Wednesday, May 21, 2008

Death by Hanging 絞死刑 (1968)




In the tradition of Richard Wright's Native Son, Nagisa Oshima's Death by Hanging follows the story of a young second class citizen condemned for a crime to seem at first against an individual, but as an audience we find out that is an attack against a nation.

The film begins with the traits of all New Wave film-making, by showing an actual prison ground. Oshima's camera is attached to a helicopter and makes a descent upon a rather quaint building that is truly an execution chamber. Our narrator is Oshima himself, commenting on frighteningly true realities of public opinion on capital punishment. 71% of the population want to uphold capital punishment, but Oshima poses an unorthodox, but simple question. You who are in favor of capital punishment, have you ever witnessed an execution? This inquiry in itself to me sums up Oshima's purpose in his early work. Identifying and challenging hypocrisy. Something that many people are unwilling to do.

The victim of the punishment is a young Korean man named R. His crime is the murder and rape of 2 Japanese high school girls. R is hanged, but he lives. When he comes to, he cannot remember anything. His name, his family, his nationality, or the men who killed him. He appears to be completely enlightened in the Buddhist tradition of Nirvana. He does not behave like a criminal at all, in fact he is much more adjusted than the self-imposed superior Japanese prison wards. The man are shocked and the chaplain believes his body is empty and his soul has left. The prison wards believe that is nonsense so they want to hang him again. But they can't hang a man who isn't self aware or competent of his surroundings. So in a deeply biting satire, they act out the known facts of his life trying to get him to remember so he can be hanged.

This is where the narrative becomes interesting. Oshima uses satire to comment of Japan's marginalization of their Korean neighbors. Very similar to the way African Americans were treated in early America or Jews in Venice. R is the product of extreme degradation and exploitation. At one point the men are trying to play the part of his family. One man is playing the part of R's mom and she has to cry. Pretending, the man starts crying, but his colleague says that it's not right, and he should do it more, "Korean". He says by Korean, he means more vulgar. It is this condescendence towards Koreans that can be compared to many other people around the world and to many points in history.

In the conclusion, R understands what his former self did.
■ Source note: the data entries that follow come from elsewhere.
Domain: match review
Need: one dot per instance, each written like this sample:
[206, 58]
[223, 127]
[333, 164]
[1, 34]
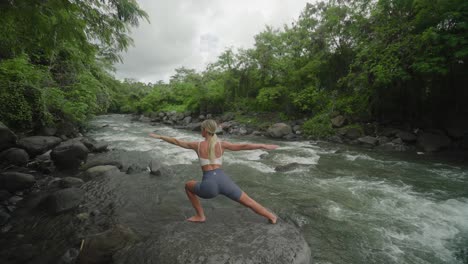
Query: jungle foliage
[382, 60]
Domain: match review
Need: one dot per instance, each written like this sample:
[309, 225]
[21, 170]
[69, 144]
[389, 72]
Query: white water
[352, 206]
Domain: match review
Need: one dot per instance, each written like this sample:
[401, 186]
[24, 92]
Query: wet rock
[15, 199]
[22, 253]
[70, 256]
[99, 248]
[135, 168]
[279, 130]
[287, 167]
[383, 140]
[195, 126]
[406, 136]
[390, 146]
[68, 182]
[4, 195]
[229, 236]
[155, 168]
[94, 146]
[187, 120]
[100, 171]
[38, 144]
[4, 216]
[338, 121]
[291, 136]
[15, 181]
[336, 139]
[353, 133]
[62, 200]
[257, 133]
[14, 156]
[7, 137]
[390, 132]
[48, 131]
[433, 142]
[227, 117]
[455, 132]
[69, 155]
[67, 129]
[98, 161]
[368, 140]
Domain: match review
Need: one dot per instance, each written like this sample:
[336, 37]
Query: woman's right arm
[246, 146]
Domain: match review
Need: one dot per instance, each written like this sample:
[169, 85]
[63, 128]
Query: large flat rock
[228, 236]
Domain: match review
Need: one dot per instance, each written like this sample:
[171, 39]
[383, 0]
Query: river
[351, 205]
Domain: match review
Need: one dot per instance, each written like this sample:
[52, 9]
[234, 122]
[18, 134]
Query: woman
[214, 182]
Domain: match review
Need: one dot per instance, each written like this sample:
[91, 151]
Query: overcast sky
[192, 33]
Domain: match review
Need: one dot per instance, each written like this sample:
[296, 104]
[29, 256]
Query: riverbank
[49, 200]
[446, 144]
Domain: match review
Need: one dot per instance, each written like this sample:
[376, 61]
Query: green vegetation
[384, 60]
[55, 56]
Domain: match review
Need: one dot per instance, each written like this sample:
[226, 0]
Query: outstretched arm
[180, 143]
[247, 146]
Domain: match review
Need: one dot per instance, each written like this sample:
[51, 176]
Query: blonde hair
[210, 126]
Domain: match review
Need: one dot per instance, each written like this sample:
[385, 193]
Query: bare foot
[197, 219]
[273, 219]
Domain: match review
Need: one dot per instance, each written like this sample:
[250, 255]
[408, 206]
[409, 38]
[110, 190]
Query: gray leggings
[215, 182]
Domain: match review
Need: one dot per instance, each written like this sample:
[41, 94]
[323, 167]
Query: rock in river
[279, 130]
[69, 154]
[63, 200]
[228, 236]
[15, 181]
[38, 144]
[7, 137]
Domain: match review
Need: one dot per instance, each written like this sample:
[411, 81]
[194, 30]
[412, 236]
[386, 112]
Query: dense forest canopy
[383, 60]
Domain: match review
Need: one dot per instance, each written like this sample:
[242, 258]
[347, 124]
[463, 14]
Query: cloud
[194, 33]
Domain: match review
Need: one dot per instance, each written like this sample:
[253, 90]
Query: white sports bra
[217, 161]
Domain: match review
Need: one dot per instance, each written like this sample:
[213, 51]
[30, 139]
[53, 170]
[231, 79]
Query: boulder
[94, 146]
[187, 120]
[291, 136]
[62, 200]
[406, 136]
[455, 132]
[99, 248]
[67, 129]
[338, 121]
[383, 140]
[296, 128]
[4, 195]
[7, 137]
[68, 182]
[229, 236]
[287, 167]
[390, 146]
[368, 140]
[155, 168]
[69, 154]
[99, 160]
[390, 132]
[14, 156]
[336, 139]
[100, 171]
[195, 126]
[4, 216]
[48, 131]
[227, 117]
[353, 133]
[433, 142]
[36, 145]
[279, 130]
[16, 181]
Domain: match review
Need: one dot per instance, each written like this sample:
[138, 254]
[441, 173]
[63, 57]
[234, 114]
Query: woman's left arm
[180, 143]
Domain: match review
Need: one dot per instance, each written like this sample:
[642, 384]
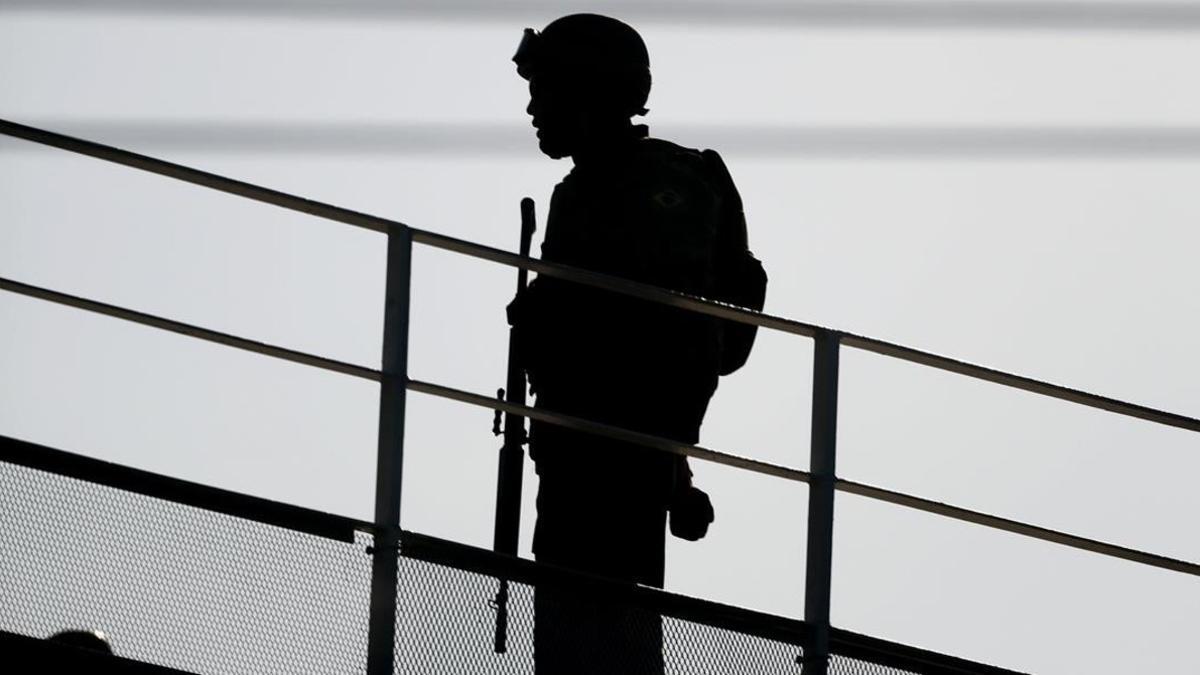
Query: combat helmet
[603, 54]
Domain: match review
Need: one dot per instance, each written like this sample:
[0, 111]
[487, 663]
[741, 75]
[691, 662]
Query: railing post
[823, 453]
[390, 459]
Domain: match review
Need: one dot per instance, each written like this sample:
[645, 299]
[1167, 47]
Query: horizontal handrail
[845, 643]
[189, 329]
[177, 490]
[940, 15]
[756, 466]
[1017, 527]
[618, 285]
[607, 282]
[461, 556]
[616, 432]
[637, 438]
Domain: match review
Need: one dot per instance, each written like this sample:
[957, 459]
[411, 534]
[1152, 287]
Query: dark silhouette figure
[652, 211]
[93, 640]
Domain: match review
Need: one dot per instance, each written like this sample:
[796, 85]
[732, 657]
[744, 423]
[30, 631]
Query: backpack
[739, 276]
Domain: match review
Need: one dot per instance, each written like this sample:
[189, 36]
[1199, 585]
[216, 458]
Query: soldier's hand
[691, 513]
[516, 309]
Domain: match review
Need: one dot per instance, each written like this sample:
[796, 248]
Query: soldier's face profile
[557, 115]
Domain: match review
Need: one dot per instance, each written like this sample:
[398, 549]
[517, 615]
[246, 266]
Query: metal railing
[393, 377]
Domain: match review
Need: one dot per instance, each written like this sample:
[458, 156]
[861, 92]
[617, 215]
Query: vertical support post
[823, 454]
[390, 459]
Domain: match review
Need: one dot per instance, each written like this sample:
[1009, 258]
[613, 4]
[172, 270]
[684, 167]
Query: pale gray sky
[1075, 270]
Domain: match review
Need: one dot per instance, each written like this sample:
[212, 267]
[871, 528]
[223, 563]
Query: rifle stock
[509, 476]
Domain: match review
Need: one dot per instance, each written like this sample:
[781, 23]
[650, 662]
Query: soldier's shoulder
[667, 149]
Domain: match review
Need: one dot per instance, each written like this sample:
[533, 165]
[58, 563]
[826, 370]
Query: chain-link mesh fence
[207, 591]
[177, 585]
[451, 601]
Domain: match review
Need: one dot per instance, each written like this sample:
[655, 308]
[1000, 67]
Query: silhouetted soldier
[651, 211]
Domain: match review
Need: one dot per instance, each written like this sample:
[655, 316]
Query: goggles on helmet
[527, 53]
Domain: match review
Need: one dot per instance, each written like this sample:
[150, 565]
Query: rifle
[509, 476]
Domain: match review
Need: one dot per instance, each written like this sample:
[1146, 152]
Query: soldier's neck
[609, 144]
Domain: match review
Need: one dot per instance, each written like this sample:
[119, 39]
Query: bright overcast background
[919, 183]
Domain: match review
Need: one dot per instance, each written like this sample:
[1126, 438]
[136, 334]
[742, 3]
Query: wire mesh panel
[178, 585]
[456, 617]
[447, 625]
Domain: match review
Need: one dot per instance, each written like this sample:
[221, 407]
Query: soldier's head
[588, 75]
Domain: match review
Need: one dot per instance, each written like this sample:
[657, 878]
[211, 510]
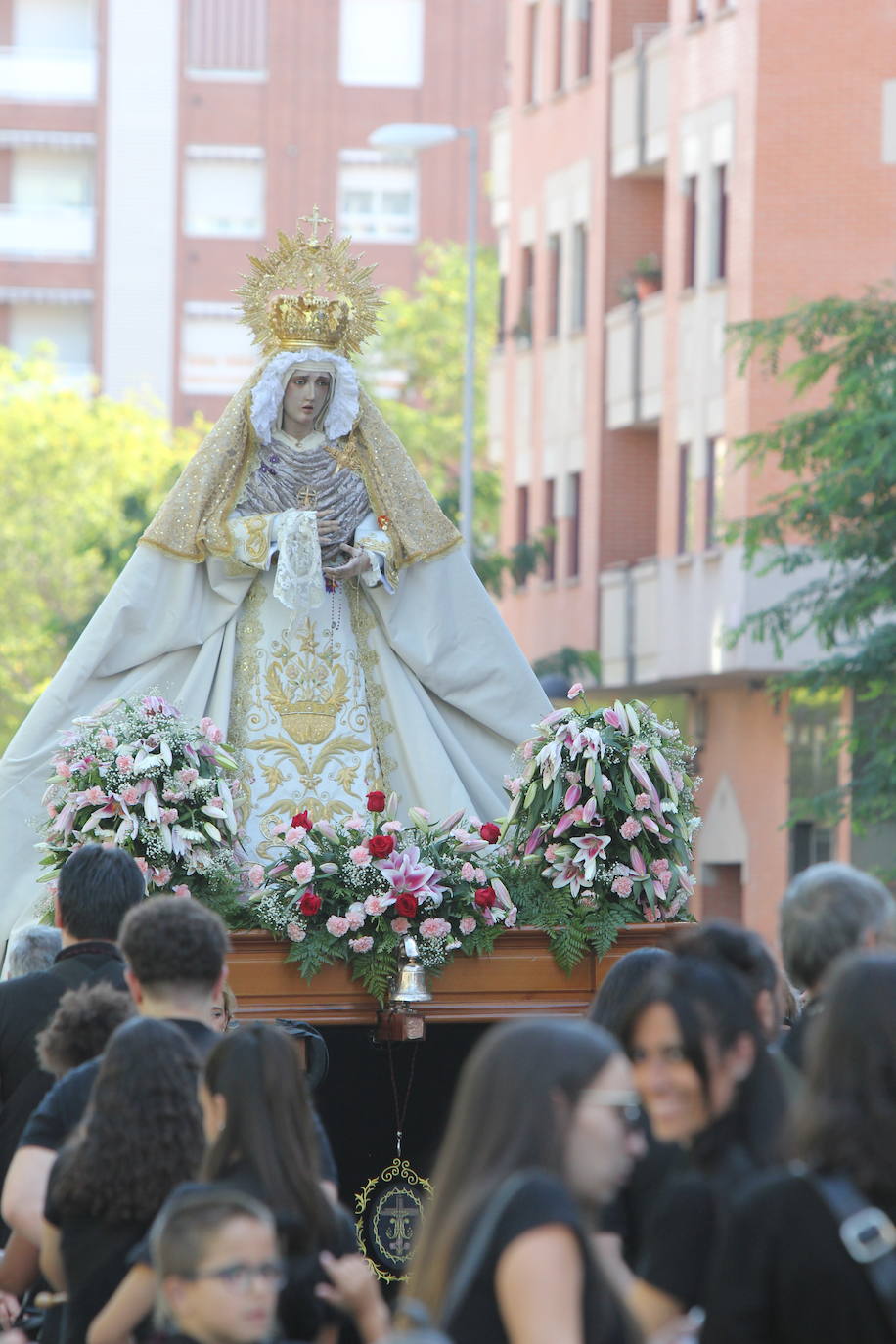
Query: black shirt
[27, 1005]
[784, 1277]
[542, 1200]
[681, 1235]
[64, 1106]
[94, 1254]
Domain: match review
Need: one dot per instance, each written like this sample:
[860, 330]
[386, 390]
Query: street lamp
[413, 135]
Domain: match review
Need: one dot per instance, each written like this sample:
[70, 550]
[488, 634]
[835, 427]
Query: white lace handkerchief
[299, 575]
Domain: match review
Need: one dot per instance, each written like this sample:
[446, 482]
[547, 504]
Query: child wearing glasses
[218, 1266]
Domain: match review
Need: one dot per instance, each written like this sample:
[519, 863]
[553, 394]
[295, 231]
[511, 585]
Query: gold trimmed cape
[193, 519]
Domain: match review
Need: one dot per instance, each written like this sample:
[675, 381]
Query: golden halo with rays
[316, 266]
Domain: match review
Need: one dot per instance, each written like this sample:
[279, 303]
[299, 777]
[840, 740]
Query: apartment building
[664, 168]
[146, 150]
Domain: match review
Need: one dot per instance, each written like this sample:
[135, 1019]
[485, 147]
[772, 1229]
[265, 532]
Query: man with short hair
[175, 967]
[97, 888]
[828, 910]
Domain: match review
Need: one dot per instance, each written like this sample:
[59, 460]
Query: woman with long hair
[708, 1086]
[140, 1138]
[786, 1275]
[553, 1102]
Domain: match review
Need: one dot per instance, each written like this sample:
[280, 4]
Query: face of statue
[305, 397]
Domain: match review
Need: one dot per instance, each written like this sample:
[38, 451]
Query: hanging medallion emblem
[389, 1208]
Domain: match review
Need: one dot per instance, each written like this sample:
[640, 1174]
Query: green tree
[424, 337]
[834, 523]
[82, 477]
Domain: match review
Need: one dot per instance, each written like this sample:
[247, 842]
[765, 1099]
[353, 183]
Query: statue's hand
[357, 562]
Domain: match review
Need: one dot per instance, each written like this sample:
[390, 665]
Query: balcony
[662, 621]
[46, 74]
[633, 392]
[50, 234]
[640, 104]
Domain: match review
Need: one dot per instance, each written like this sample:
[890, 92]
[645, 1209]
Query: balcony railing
[636, 335]
[640, 104]
[664, 621]
[65, 233]
[46, 74]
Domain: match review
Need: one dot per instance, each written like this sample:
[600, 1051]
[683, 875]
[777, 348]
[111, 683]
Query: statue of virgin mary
[301, 588]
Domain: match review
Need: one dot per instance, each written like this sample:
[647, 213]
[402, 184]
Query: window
[579, 277]
[227, 35]
[583, 36]
[215, 351]
[381, 43]
[223, 197]
[378, 202]
[555, 257]
[720, 222]
[501, 313]
[550, 534]
[521, 514]
[532, 53]
[558, 45]
[524, 326]
[574, 535]
[65, 326]
[715, 489]
[686, 500]
[691, 233]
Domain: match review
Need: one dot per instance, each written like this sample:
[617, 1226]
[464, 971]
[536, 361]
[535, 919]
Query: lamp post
[421, 136]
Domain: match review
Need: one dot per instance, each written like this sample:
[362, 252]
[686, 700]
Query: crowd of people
[707, 1156]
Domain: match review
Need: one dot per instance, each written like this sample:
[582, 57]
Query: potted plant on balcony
[647, 276]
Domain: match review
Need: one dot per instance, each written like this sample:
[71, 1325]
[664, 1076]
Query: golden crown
[332, 302]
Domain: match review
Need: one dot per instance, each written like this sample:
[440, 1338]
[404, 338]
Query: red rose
[381, 845]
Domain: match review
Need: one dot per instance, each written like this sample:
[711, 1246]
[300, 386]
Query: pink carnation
[434, 929]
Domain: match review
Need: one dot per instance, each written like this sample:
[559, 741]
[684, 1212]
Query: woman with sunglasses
[544, 1131]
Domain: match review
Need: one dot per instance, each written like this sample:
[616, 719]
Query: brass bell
[409, 985]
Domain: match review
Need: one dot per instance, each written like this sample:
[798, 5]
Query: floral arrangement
[356, 888]
[601, 820]
[143, 777]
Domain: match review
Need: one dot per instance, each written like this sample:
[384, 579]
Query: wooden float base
[518, 976]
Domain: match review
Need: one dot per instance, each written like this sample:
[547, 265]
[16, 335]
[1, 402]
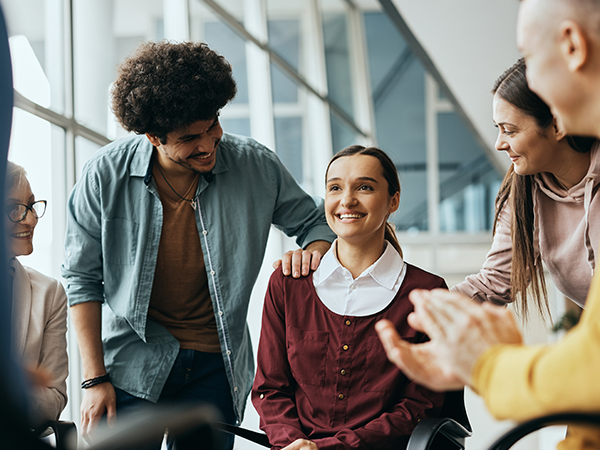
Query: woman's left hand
[301, 262]
[302, 444]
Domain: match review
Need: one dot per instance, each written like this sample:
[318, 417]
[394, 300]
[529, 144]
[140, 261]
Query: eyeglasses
[17, 212]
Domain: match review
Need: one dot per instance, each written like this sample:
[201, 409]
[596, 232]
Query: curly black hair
[164, 86]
Being a second class citizen, he was not allowed to have the things that his Japanese peers did. He soon became enveloped in fantasy. He didn't have fresh food, so he imagined he did. He didn't have new clothes, so he fabricated that idea. He couldn't have a Japanese girl, so he fantasized that he could. But he knew he couldn't have this girl in a normal fashion due to his race, so he constantly projected in his mind the act of rape. His constant cerebral denial of everything he hoped for lead to his real life act.

I respect Nagisa Oshima for being unpopular among his countrymen in order to shout at the world. I wouldn't call him a moralist, but he strives to eliminate hypocrisy in the world. This film is just as much an anti-capital punishment essay as it is a race relations thesis. I have always been against capital punishment ever since I was aware of the idea of politics. I was as shocked just as Oshima was when learning about the public opinion of capital punishment in my own English class. Most of my 16/17 year old peers supported death. R's response to his nation's stand on his fate is this. "The nation says that I should die for my crimes. But I don't understand the idea of a nation. How can an abstraction kill me?"